If you live in the southwestern U.S., you’re likely familiar with valley fever, also called coccidioidomycosis. This infection occurs when people inhale fungi that belong to Coccidiodes, according to the CDC. Tiny spores live in the dirt floor of the desert, and when the wind blows, these tiny spores can get carried around. It’s difficult to prevent exposure to Coccidioides in areas where it’s common in the environment. However, those who have underlying health conditions should try to avoid breathing in large amounts of dust by perhaps wearing a mask on windy days.

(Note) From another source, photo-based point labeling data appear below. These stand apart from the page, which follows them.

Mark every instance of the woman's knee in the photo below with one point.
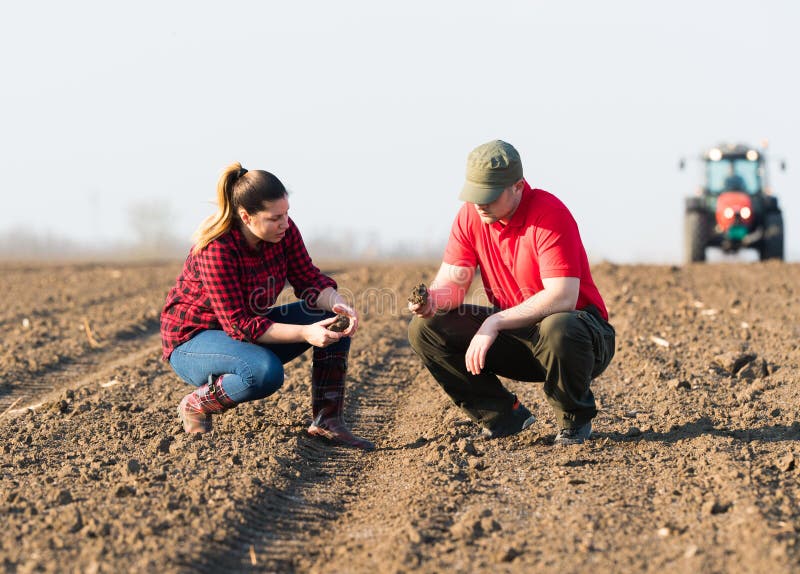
(263, 377)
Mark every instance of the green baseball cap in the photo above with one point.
(491, 168)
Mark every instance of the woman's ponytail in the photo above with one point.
(219, 223)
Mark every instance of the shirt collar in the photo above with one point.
(518, 219)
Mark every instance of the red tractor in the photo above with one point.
(734, 208)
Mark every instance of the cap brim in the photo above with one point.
(480, 194)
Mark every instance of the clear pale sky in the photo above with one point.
(367, 110)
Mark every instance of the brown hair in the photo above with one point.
(237, 187)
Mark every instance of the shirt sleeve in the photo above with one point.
(460, 250)
(305, 278)
(558, 245)
(220, 274)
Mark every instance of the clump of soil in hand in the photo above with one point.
(419, 295)
(341, 323)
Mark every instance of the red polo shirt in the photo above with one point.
(540, 241)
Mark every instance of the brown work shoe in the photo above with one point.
(194, 420)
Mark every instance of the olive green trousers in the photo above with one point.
(565, 351)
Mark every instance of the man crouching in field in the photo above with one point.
(548, 323)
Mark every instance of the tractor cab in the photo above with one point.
(734, 208)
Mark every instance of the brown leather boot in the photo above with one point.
(327, 400)
(195, 409)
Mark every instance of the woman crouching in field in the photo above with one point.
(219, 330)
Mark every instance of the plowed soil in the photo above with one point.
(693, 466)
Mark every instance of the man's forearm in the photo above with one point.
(532, 310)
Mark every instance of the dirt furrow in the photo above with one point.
(74, 372)
(286, 530)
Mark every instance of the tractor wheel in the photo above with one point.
(772, 244)
(695, 236)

In 2012 Live Science reported that hantavirus sickened 10 people, three of whom died. This airborne virus spreads via rodent droppings, saliva, and urine. According to the CDC, it can become airborne when swept up, causing hantavirus pulmonary syndrome (HPS). Unfortunately, this respiratory disease has a high mortality rate, mainly because it’s not recognized in time. Dry sweeping, occupying a place that has been empty for a long time like a cabin, and hiking or camping in rodent-infested areas places you at a high risk of getting hantavirus. To protect yourself, spray dead mice or their droppings with disinfectants before removing. In addition, refrain from sweeping and rising dust.
After trekking through the great outdoors, the only thing you should be bringing back with you is happy memories — not bacterial or fungal infections. Nature, after all, is a healing environment. Stay safe!